Interview de Gérard Haddad par Claude Sitbon
Gerard Haddad est agronome de formation, devient psychanalyste dans les années 70 après avoir rencontré Jacques Lacan… Essayiste, il publie de nombreux livres dont Le jour où Lacan m’a adopté (2002), Le péché originel de la psychanalise (2007) et Lumière des astres éteints (2009). Sa rencontre avec Leibowitz, dont il a traduit huit de ses ouvrages, fut aussi déterminante.
Claude Sitbon : Vous êtes un Tune (tunisien). Que signifie pour vous ce mot ?
Gérard Haddad : Deux choses : un fait et un sentiment qui résiste au temps qui passe.
Le fait, c’est cette donnée contingente d’être né en Tunisie. Le sentiment, c’est cette nostalgie, cet amour qui défie le temps et les évènements.
Qu’est-ce que cette nostalgie recouvre ? Le visage d’une mère si aimante, d’un père irascible mais pilier d’une famille pauvre ? Ma jeunesse ambitieuse et mes premiers amours ? Comme mes parents, j’avais le projet de vivre dans ce doux pays et de participer à sa construction. Jusqu’à ce que la Sorcière Histoire ne nous arrache à ces terres où les juifs vivaient depuis au moins 2 000 ans comme l’atteste l’archéologie.
C.S.: Que vous a apporté votre jeunesse en Tunisie ?

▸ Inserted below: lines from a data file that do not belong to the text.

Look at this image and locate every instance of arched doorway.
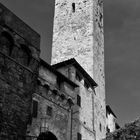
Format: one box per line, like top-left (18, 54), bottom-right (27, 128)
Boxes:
top-left (37, 131), bottom-right (58, 140)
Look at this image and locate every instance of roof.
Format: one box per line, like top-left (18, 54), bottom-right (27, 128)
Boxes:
top-left (40, 59), bottom-right (78, 87)
top-left (106, 105), bottom-right (117, 118)
top-left (52, 58), bottom-right (97, 87)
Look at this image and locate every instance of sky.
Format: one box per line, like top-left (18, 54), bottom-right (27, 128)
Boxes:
top-left (0, 0), bottom-right (140, 126)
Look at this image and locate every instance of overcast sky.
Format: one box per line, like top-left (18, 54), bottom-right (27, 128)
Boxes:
top-left (0, 0), bottom-right (140, 125)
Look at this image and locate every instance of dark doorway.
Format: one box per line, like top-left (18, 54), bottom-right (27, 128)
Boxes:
top-left (37, 131), bottom-right (58, 140)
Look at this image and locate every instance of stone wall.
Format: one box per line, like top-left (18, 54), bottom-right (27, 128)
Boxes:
top-left (0, 4), bottom-right (40, 135)
top-left (27, 61), bottom-right (75, 140)
top-left (105, 118), bottom-right (140, 140)
top-left (51, 0), bottom-right (106, 140)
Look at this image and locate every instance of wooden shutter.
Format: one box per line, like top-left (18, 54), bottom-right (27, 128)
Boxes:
top-left (33, 100), bottom-right (38, 118)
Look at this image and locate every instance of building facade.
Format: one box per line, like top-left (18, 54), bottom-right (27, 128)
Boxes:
top-left (0, 4), bottom-right (40, 139)
top-left (0, 0), bottom-right (115, 140)
top-left (27, 60), bottom-right (78, 140)
top-left (106, 105), bottom-right (120, 133)
top-left (51, 0), bottom-right (106, 140)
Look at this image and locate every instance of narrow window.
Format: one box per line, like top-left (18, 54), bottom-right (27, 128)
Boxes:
top-left (76, 71), bottom-right (82, 82)
top-left (46, 106), bottom-right (52, 117)
top-left (84, 81), bottom-right (90, 89)
top-left (18, 44), bottom-right (31, 66)
top-left (100, 123), bottom-right (102, 131)
top-left (77, 133), bottom-right (82, 140)
top-left (32, 100), bottom-right (38, 118)
top-left (72, 3), bottom-right (75, 13)
top-left (77, 95), bottom-right (81, 106)
top-left (0, 31), bottom-right (14, 55)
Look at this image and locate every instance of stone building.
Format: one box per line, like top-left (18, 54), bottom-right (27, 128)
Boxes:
top-left (0, 0), bottom-right (119, 140)
top-left (51, 0), bottom-right (106, 140)
top-left (27, 60), bottom-right (78, 140)
top-left (106, 105), bottom-right (120, 133)
top-left (0, 1), bottom-right (40, 140)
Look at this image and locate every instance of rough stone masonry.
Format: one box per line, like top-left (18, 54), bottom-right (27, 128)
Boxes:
top-left (105, 118), bottom-right (140, 140)
top-left (51, 0), bottom-right (106, 140)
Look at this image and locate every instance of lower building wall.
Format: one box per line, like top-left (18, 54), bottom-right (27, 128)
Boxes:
top-left (104, 118), bottom-right (140, 140)
top-left (27, 94), bottom-right (70, 140)
top-left (72, 119), bottom-right (95, 140)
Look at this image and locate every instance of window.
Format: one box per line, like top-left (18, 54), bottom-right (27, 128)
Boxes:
top-left (84, 80), bottom-right (90, 89)
top-left (46, 106), bottom-right (52, 117)
top-left (32, 100), bottom-right (38, 118)
top-left (100, 123), bottom-right (102, 131)
top-left (0, 31), bottom-right (14, 55)
top-left (18, 44), bottom-right (31, 66)
top-left (77, 133), bottom-right (82, 140)
top-left (72, 3), bottom-right (75, 13)
top-left (76, 71), bottom-right (82, 82)
top-left (77, 95), bottom-right (81, 106)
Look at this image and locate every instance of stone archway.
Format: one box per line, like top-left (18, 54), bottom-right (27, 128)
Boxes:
top-left (37, 131), bottom-right (58, 140)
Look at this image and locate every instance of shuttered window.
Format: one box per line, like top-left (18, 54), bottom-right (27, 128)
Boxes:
top-left (32, 100), bottom-right (38, 118)
top-left (46, 106), bottom-right (52, 117)
top-left (77, 95), bottom-right (81, 106)
top-left (77, 133), bottom-right (82, 140)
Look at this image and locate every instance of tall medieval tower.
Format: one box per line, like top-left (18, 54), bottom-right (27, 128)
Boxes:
top-left (51, 0), bottom-right (106, 140)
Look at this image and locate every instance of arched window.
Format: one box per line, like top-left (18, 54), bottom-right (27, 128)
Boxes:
top-left (17, 44), bottom-right (31, 66)
top-left (0, 31), bottom-right (14, 55)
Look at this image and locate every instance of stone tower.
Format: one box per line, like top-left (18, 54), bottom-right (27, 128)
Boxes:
top-left (51, 0), bottom-right (106, 140)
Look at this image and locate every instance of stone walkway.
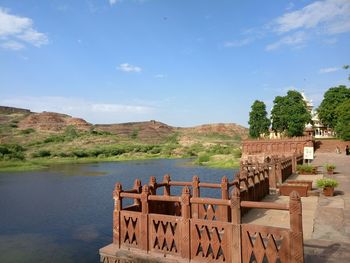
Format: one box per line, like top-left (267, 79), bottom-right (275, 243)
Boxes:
top-left (304, 152), bottom-right (350, 263)
top-left (242, 152), bottom-right (350, 263)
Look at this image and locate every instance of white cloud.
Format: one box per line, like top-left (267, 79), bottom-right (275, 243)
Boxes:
top-left (286, 2), bottom-right (294, 10)
top-left (0, 96), bottom-right (155, 123)
top-left (154, 74), bottom-right (166, 79)
top-left (224, 38), bottom-right (253, 47)
top-left (319, 67), bottom-right (340, 74)
top-left (108, 0), bottom-right (117, 5)
top-left (117, 63), bottom-right (142, 73)
top-left (266, 32), bottom-right (307, 51)
top-left (0, 40), bottom-right (24, 50)
top-left (18, 28), bottom-right (48, 47)
top-left (0, 7), bottom-right (48, 50)
top-left (274, 0), bottom-right (350, 34)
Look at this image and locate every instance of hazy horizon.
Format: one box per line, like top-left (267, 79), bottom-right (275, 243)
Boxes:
top-left (0, 0), bottom-right (350, 127)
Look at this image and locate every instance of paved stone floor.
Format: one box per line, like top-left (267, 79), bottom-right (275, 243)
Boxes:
top-left (242, 152), bottom-right (350, 263)
top-left (304, 152), bottom-right (350, 263)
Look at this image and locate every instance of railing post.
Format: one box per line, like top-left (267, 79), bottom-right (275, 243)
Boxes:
top-left (289, 191), bottom-right (304, 263)
top-left (192, 175), bottom-right (200, 218)
top-left (276, 158), bottom-right (282, 185)
top-left (113, 183), bottom-right (122, 248)
top-left (220, 176), bottom-right (229, 222)
top-left (140, 185), bottom-right (149, 251)
top-left (163, 174), bottom-right (170, 195)
top-left (133, 179), bottom-right (142, 205)
top-left (149, 176), bottom-right (157, 195)
top-left (269, 160), bottom-right (277, 193)
top-left (231, 184), bottom-right (242, 263)
top-left (292, 153), bottom-right (297, 174)
top-left (181, 186), bottom-right (191, 260)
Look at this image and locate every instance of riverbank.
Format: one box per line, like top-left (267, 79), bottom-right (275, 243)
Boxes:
top-left (0, 154), bottom-right (239, 172)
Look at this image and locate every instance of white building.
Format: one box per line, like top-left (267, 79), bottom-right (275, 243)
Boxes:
top-left (301, 92), bottom-right (335, 138)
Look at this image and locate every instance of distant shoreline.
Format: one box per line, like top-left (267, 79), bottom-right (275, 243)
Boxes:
top-left (0, 155), bottom-right (239, 173)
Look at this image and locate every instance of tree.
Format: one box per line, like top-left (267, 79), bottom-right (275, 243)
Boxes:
top-left (343, 65), bottom-right (350, 81)
top-left (248, 100), bottom-right (270, 138)
top-left (317, 85), bottom-right (350, 128)
top-left (271, 90), bottom-right (311, 137)
top-left (335, 99), bottom-right (350, 141)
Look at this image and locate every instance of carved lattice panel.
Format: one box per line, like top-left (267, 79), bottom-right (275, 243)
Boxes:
top-left (198, 204), bottom-right (220, 220)
top-left (120, 211), bottom-right (140, 251)
top-left (191, 219), bottom-right (232, 262)
top-left (148, 214), bottom-right (181, 255)
top-left (242, 224), bottom-right (290, 263)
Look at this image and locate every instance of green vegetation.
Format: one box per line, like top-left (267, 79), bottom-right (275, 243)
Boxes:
top-left (335, 99), bottom-right (350, 141)
top-left (317, 85), bottom-right (350, 130)
top-left (248, 100), bottom-right (270, 138)
top-left (0, 144), bottom-right (25, 161)
top-left (323, 163), bottom-right (336, 171)
top-left (271, 90), bottom-right (311, 137)
top-left (0, 113), bottom-right (245, 171)
top-left (297, 164), bottom-right (317, 174)
top-left (316, 178), bottom-right (339, 188)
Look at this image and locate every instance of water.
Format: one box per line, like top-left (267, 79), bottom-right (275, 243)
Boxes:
top-left (0, 160), bottom-right (238, 263)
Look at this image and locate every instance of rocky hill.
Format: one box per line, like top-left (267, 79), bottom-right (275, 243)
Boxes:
top-left (18, 112), bottom-right (92, 131)
top-left (0, 106), bottom-right (248, 145)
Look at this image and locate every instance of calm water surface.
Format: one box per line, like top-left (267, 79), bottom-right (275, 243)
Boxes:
top-left (0, 160), bottom-right (235, 263)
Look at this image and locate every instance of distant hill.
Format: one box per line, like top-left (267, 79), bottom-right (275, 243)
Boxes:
top-left (0, 106), bottom-right (248, 171)
top-left (0, 106), bottom-right (248, 145)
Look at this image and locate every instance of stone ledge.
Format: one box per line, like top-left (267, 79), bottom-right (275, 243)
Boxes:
top-left (99, 244), bottom-right (188, 263)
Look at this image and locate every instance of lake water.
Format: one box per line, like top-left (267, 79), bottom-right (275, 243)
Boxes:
top-left (0, 160), bottom-right (235, 263)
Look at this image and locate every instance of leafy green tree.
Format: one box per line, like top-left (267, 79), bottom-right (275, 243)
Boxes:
top-left (248, 100), bottom-right (270, 138)
top-left (335, 99), bottom-right (350, 141)
top-left (343, 65), bottom-right (350, 81)
top-left (271, 90), bottom-right (311, 137)
top-left (317, 85), bottom-right (350, 128)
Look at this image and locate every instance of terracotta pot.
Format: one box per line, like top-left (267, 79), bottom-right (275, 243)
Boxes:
top-left (327, 170), bottom-right (334, 174)
top-left (323, 186), bottom-right (334, 196)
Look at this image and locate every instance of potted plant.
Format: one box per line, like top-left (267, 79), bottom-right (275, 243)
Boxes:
top-left (316, 178), bottom-right (338, 196)
top-left (324, 163), bottom-right (335, 174)
top-left (297, 164), bottom-right (317, 174)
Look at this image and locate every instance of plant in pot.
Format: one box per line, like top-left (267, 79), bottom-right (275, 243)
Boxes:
top-left (324, 163), bottom-right (335, 174)
top-left (316, 178), bottom-right (338, 196)
top-left (297, 164), bottom-right (317, 174)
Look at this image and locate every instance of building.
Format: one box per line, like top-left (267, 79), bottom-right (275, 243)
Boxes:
top-left (301, 92), bottom-right (335, 138)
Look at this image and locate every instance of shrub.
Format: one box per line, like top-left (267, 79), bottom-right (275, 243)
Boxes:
top-left (316, 178), bottom-right (339, 188)
top-left (44, 135), bottom-right (66, 143)
top-left (20, 128), bottom-right (35, 134)
top-left (130, 129), bottom-right (139, 139)
top-left (197, 153), bottom-right (210, 164)
top-left (64, 125), bottom-right (79, 139)
top-left (0, 144), bottom-right (25, 160)
top-left (72, 150), bottom-right (89, 158)
top-left (32, 150), bottom-right (51, 158)
top-left (297, 164), bottom-right (317, 174)
top-left (324, 163), bottom-right (336, 171)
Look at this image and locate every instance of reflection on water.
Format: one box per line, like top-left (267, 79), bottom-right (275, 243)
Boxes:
top-left (0, 160), bottom-right (238, 263)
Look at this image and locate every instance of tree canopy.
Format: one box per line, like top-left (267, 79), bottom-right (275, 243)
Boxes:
top-left (335, 99), bottom-right (350, 141)
top-left (317, 85), bottom-right (350, 128)
top-left (248, 100), bottom-right (270, 138)
top-left (271, 90), bottom-right (311, 137)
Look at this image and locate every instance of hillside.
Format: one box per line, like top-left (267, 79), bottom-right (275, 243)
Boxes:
top-left (0, 107), bottom-right (248, 171)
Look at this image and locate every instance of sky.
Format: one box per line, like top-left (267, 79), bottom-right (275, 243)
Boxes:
top-left (0, 0), bottom-right (350, 127)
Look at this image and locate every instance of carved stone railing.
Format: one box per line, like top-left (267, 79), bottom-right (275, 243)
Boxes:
top-left (242, 136), bottom-right (314, 158)
top-left (100, 175), bottom-right (304, 263)
top-left (240, 154), bottom-right (303, 195)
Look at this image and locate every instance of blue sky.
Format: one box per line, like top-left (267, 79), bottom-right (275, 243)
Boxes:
top-left (0, 0), bottom-right (350, 126)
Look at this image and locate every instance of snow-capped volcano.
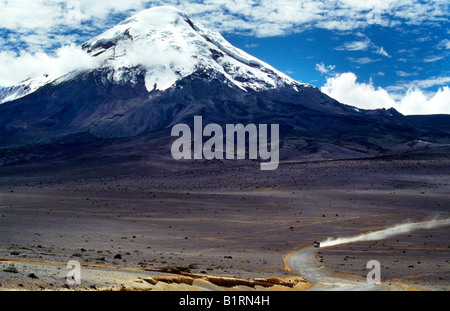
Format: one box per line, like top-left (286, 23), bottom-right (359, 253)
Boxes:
top-left (0, 7), bottom-right (304, 103)
top-left (83, 7), bottom-right (306, 92)
top-left (0, 7), bottom-right (450, 163)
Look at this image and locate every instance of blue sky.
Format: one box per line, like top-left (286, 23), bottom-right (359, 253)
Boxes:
top-left (0, 0), bottom-right (450, 114)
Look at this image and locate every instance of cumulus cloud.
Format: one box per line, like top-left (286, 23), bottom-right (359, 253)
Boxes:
top-left (321, 72), bottom-right (450, 115)
top-left (0, 45), bottom-right (96, 86)
top-left (316, 63), bottom-right (336, 75)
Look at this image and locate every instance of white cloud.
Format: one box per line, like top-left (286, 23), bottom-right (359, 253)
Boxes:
top-left (0, 46), bottom-right (95, 86)
top-left (316, 63), bottom-right (336, 75)
top-left (321, 72), bottom-right (450, 115)
top-left (438, 39), bottom-right (450, 50)
top-left (376, 46), bottom-right (391, 57)
top-left (335, 39), bottom-right (372, 51)
top-left (423, 55), bottom-right (444, 63)
top-left (348, 57), bottom-right (381, 65)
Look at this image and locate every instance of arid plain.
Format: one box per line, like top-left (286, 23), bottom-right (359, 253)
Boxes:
top-left (0, 148), bottom-right (450, 290)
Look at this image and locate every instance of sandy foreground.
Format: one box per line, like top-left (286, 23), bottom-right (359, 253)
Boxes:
top-left (0, 153), bottom-right (450, 290)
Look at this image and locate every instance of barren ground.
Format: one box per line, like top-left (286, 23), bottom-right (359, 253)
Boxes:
top-left (0, 150), bottom-right (450, 290)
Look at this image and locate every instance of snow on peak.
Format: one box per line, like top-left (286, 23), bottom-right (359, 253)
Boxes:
top-left (83, 6), bottom-right (306, 91)
top-left (0, 6), bottom-right (304, 104)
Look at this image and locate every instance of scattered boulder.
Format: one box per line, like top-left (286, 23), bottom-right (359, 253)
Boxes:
top-left (3, 266), bottom-right (19, 273)
top-left (28, 273), bottom-right (39, 279)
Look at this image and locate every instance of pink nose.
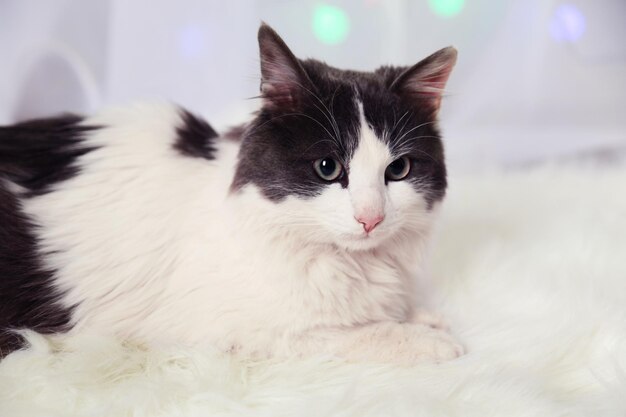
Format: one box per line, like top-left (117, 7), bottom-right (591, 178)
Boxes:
top-left (355, 214), bottom-right (385, 233)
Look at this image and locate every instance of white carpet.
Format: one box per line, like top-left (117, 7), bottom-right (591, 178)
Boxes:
top-left (0, 168), bottom-right (626, 417)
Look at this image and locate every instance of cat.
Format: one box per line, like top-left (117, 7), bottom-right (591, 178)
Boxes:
top-left (0, 23), bottom-right (463, 364)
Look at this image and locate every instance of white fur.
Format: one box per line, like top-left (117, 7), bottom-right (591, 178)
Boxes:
top-left (15, 100), bottom-right (454, 362)
top-left (0, 167), bottom-right (626, 417)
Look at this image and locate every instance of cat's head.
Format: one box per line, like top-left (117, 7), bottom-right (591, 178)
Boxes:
top-left (232, 24), bottom-right (456, 250)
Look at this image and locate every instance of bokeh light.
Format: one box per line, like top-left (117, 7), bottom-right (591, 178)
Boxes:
top-left (550, 4), bottom-right (587, 42)
top-left (428, 0), bottom-right (465, 17)
top-left (312, 4), bottom-right (350, 45)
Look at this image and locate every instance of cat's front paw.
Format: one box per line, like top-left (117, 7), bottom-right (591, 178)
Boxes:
top-left (340, 323), bottom-right (465, 365)
top-left (407, 325), bottom-right (465, 363)
top-left (408, 309), bottom-right (450, 330)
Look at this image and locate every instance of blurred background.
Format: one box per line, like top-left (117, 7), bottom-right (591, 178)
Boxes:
top-left (0, 0), bottom-right (626, 170)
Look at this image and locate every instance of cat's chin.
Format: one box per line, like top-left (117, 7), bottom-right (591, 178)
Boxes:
top-left (335, 231), bottom-right (385, 251)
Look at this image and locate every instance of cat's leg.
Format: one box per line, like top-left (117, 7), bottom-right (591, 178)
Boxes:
top-left (292, 322), bottom-right (464, 365)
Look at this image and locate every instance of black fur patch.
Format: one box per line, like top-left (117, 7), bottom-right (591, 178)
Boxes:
top-left (0, 115), bottom-right (97, 195)
top-left (174, 110), bottom-right (217, 159)
top-left (0, 179), bottom-right (72, 358)
top-left (0, 115), bottom-right (96, 357)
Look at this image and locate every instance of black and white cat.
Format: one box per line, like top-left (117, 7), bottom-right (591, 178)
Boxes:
top-left (0, 25), bottom-right (462, 363)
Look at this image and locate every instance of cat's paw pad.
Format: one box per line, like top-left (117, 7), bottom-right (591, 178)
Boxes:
top-left (409, 310), bottom-right (450, 331)
top-left (413, 328), bottom-right (465, 362)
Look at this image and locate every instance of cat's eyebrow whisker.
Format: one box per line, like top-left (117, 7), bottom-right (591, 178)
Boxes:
top-left (300, 139), bottom-right (342, 156)
top-left (296, 83), bottom-right (343, 152)
top-left (398, 121), bottom-right (436, 147)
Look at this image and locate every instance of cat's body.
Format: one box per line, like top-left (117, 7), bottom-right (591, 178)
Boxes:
top-left (0, 26), bottom-right (461, 362)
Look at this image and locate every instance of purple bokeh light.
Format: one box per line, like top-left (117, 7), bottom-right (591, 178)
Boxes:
top-left (550, 4), bottom-right (586, 42)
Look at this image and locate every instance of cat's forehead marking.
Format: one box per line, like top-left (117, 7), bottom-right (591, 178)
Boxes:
top-left (350, 100), bottom-right (391, 185)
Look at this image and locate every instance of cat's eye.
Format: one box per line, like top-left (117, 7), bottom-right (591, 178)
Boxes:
top-left (385, 156), bottom-right (411, 181)
top-left (313, 157), bottom-right (343, 181)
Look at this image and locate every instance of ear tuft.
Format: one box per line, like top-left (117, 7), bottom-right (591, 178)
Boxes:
top-left (391, 46), bottom-right (457, 115)
top-left (258, 23), bottom-right (308, 110)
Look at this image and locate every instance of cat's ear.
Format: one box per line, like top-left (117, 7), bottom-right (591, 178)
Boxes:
top-left (390, 46), bottom-right (457, 116)
top-left (259, 23), bottom-right (309, 110)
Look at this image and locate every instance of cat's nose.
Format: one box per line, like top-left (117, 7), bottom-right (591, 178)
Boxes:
top-left (355, 214), bottom-right (385, 233)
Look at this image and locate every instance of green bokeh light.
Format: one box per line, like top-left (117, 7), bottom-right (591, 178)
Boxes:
top-left (312, 4), bottom-right (350, 45)
top-left (428, 0), bottom-right (465, 17)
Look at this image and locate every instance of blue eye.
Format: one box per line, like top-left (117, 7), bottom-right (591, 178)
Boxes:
top-left (385, 156), bottom-right (411, 181)
top-left (313, 157), bottom-right (343, 181)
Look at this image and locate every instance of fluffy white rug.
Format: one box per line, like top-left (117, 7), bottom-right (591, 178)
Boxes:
top-left (0, 164), bottom-right (626, 417)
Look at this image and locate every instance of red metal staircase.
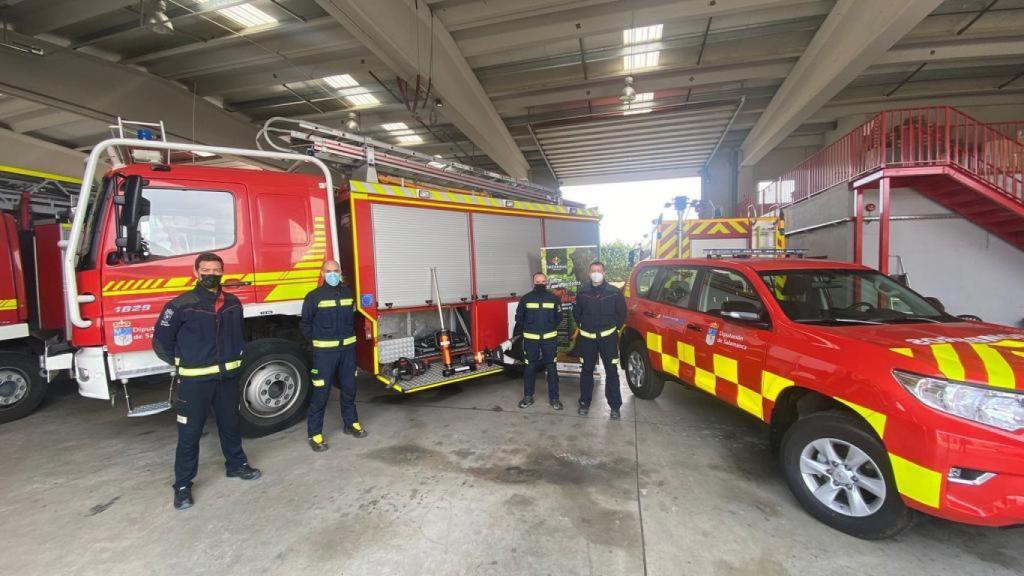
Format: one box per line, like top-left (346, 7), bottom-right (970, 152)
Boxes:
top-left (754, 107), bottom-right (1024, 272)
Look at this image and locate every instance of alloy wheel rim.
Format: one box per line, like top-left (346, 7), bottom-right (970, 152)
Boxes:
top-left (800, 438), bottom-right (887, 518)
top-left (243, 361), bottom-right (301, 418)
top-left (0, 368), bottom-right (29, 408)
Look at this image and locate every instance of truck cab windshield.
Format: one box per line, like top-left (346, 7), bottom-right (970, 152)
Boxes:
top-left (761, 270), bottom-right (956, 326)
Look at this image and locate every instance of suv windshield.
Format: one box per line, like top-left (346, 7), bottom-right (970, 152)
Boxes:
top-left (761, 270), bottom-right (956, 325)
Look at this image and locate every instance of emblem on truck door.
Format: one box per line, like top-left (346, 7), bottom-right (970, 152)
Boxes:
top-left (114, 321), bottom-right (132, 346)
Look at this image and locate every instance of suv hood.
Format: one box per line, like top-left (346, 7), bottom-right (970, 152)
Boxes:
top-left (821, 322), bottom-right (1024, 390)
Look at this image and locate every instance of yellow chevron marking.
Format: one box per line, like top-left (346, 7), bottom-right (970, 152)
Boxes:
top-left (932, 344), bottom-right (966, 380)
top-left (971, 344), bottom-right (1017, 389)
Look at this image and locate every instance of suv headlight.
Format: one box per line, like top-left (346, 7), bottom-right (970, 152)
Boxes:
top-left (893, 370), bottom-right (1024, 431)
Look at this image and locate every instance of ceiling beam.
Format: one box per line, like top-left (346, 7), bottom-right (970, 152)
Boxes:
top-left (742, 0), bottom-right (941, 166)
top-left (316, 0), bottom-right (529, 178)
top-left (0, 33), bottom-right (256, 148)
top-left (4, 0), bottom-right (138, 36)
top-left (0, 128), bottom-right (85, 178)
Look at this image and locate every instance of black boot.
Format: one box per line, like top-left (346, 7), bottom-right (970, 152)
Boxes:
top-left (174, 486), bottom-right (196, 510)
top-left (225, 462), bottom-right (263, 480)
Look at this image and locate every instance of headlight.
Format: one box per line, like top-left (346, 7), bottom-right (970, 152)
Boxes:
top-left (893, 370), bottom-right (1024, 431)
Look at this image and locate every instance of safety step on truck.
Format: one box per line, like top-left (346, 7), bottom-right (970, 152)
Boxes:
top-left (46, 119), bottom-right (599, 435)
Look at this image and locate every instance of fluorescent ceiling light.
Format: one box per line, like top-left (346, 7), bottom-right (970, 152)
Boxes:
top-left (323, 74), bottom-right (359, 88)
top-left (217, 4), bottom-right (278, 28)
top-left (623, 24), bottom-right (663, 44)
top-left (338, 86), bottom-right (381, 106)
top-left (623, 50), bottom-right (662, 72)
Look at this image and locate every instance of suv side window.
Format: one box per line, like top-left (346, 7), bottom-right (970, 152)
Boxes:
top-left (697, 269), bottom-right (763, 316)
top-left (138, 188), bottom-right (234, 258)
top-left (654, 266), bottom-right (697, 308)
top-left (636, 266), bottom-right (660, 298)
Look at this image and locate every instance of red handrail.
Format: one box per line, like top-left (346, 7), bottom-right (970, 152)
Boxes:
top-left (740, 107), bottom-right (1024, 214)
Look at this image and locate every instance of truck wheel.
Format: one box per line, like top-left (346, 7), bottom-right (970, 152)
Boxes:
top-left (0, 352), bottom-right (46, 422)
top-left (779, 411), bottom-right (916, 540)
top-left (239, 338), bottom-right (310, 438)
top-left (626, 340), bottom-right (665, 400)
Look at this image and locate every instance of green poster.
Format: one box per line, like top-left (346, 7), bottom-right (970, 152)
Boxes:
top-left (541, 246), bottom-right (599, 353)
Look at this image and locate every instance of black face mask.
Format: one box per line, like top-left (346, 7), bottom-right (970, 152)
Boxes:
top-left (196, 274), bottom-right (220, 290)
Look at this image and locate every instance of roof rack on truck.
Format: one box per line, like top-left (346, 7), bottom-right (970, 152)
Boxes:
top-left (257, 117), bottom-right (561, 204)
top-left (705, 248), bottom-right (807, 258)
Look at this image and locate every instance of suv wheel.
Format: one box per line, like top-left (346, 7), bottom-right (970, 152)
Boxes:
top-left (626, 340), bottom-right (665, 400)
top-left (779, 411), bottom-right (915, 540)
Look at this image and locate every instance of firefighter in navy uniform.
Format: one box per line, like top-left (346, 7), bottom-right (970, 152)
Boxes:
top-left (299, 260), bottom-right (367, 452)
top-left (572, 262), bottom-right (626, 420)
top-left (153, 252), bottom-right (260, 510)
top-left (515, 273), bottom-right (562, 410)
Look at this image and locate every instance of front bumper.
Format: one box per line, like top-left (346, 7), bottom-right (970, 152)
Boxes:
top-left (886, 407), bottom-right (1024, 527)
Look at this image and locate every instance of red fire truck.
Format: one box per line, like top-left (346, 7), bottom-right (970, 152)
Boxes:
top-left (622, 250), bottom-right (1024, 538)
top-left (46, 119), bottom-right (598, 435)
top-left (0, 166), bottom-right (78, 422)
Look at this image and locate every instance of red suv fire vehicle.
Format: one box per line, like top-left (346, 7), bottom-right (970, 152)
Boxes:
top-left (622, 253), bottom-right (1024, 539)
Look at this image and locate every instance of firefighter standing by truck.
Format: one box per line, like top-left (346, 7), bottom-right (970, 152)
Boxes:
top-left (153, 252), bottom-right (260, 510)
top-left (515, 273), bottom-right (562, 410)
top-left (572, 262), bottom-right (626, 420)
top-left (299, 260), bottom-right (367, 452)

G.H. : Le moment formateur et crucial de toute vie, le moment des choix, c’est l’adolescence. La mienne se passa dans les années 50 du siècle passé. C’étaient les années formidables de la libération du pays auquel un juif, Mendes France, apporta une contribution décisive.
Un bouillon de culture ! Les plus brillants intellectuels parisiens, Jankélévitch, Foucault, Dumont tant d’autres se pressaient pour voir ce qu’était cette chose étrange : l’indépendance d’une ancienne colonie. Mais nous avions au moins une fois par semaine un concert symphonique, un concert de malouf, du jazz.
Le plus grand trompettiste Miles Davis fut si inspiré par la douceur du pays qu’il composa Nights in Tunisia. Tous les chanteurs en vogue, Piaf, Aznavour, Trenet … donnaient des récitals pour ceux qui pouvaient les payer. Et puis le théâtre !
Des troupes locales, les tournées Karsenty et la Comédie française qui venait jouer Phèdre dans les ruines romaines de Dougga. Des ambitions d’écriture germaient comme champignons après la pluie au sein de la communauté et qui s’épanouiront à … Paris.
Heureux l’œil qui a vu ces choses comme on dit à Kippour au moment de la Avoda. En ajoutant aussitôt après le vers de Villon Mais où sont les neiges d’antan ?
Il y a en Tunisie une légèreté de l’air que l’on perçoit dès que l’on sort de l’avion, un air où les embruns marins se mêlent à l’automne à celui des orangers en fleur.
En oubliant la politique, les franges d’imbéciles antisémites, il y a dans le peuple tunisien un goût pour la vie et ses jouissances, une tendance naturelle pour les justes équilibres, pour la paix, pour la générosité et le plaisir de fêter l’ami, le goût pour le voyage héritage des antiques Phéniciens qui fondèrent Carthage. Tout cela et bien d’autres choses coule dans mes veines et me lie à cette chaude et sensuelle terre natale dont le destin m’importe.
C.S.: Que souhaitez-vous pour Israël ?
Les êtres que j’aime le plus, pour la plupart, vivent en Israël. Puis-je être indifférent à ce qui s’y passe ? Israël m’a beaucoup apporté : la langue hébraïque et un maître à qui je dois une bonne part de mon équilibre actuel, Yeshayahou Leibowitz. Une visite au Technion m’a enthousiasmé et m’a fait toucher du doigt l’actuelle révolution scientifique.
Malheureusement, les merveilles que renferme Israël sont entachées par ce que je déteste le plus : le nationalisme.
J’espère donc que le plus vite possible Israël renoue avec ses racines juives, avec l’esprit du Patriarche Isaac qui, après la mort de Sara est allé retrouver son frère Ismaël, avec l’esprit d’Aaron ha Cohen qui ne se contentait pas d’aimer la paix mais qui la poursuivait, c’est-à-dire qu’il en payait le prix, avec l’esprit de nos prophètes.
Quand le conflit israélo-palestinien trouvera sa juste solution dans le partage ou dans un état binational, alors il n’y aura pas d’autre terre où j’aimerais finir mes jours. Mais je doute fortement d’assister à ce moment.